Working is a different kind of musical: there are no main characters, no storyline, and no plot. What it has is what the Studs Terkel book on which it is based has – many voices, dramatic, comic, and tragic. I have been listening to a full-cast production by LA Theatre Works on compact disc while I commute to work, enjoying the songs and the many monologues of workers from all walks of life. I’m very glad I work at the library and not up on some girder high above the city nor in a cubicle deep inside some building!
The voices you hear while listening to Working are blue collar and white collar, young and old, happy and very sad. The most outlandish characters are the least effective; I do not think the one boss, who enjoys having thousands of workers do his bidding and who wants to pass his “values” to future bosses, was a very fair characterization; it did not fit with the many moving stories of other workers. The best are the steelworker, the immigrant who works in the produce department at a grocery, the receptionist, and the mother who stays home with her children; they all have good points about the unfairness of stereotyping. I was most incensed by the description of the job of the factory worker making luggage on an assembly line, who is always at risk of being hit by moving pieces or scalding steam. I was most disturbed by the newspaper copy boy who is about “to go postal”; I skipped his part the second time I listened.

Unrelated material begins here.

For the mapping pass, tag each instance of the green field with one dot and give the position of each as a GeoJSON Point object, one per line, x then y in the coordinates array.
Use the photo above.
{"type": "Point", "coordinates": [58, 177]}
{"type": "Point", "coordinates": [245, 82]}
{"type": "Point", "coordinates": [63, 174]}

Skipping is not easy: the two compact discs have no tracking. You have to sit on the fast forward button to move ahead. Tracking would help listeners who want to just hear the songs again.
My library purchased Working along with other compact discs, DVDs, and lots of books with an LSTA Weed and Feed Grant from the Illinois State Library. We spent $3200 improving our drama and theater collection this year. Last year we added many novels read by honors English classes with LSTA funds, and we hope next year to improve our science collection. In Illinois, the Weed and Feed Grants seem fairly easy to get, as long as you are willing to do a lot of paperwork.
We have Working if you want to borrow t, but I recommend you get one into your own library.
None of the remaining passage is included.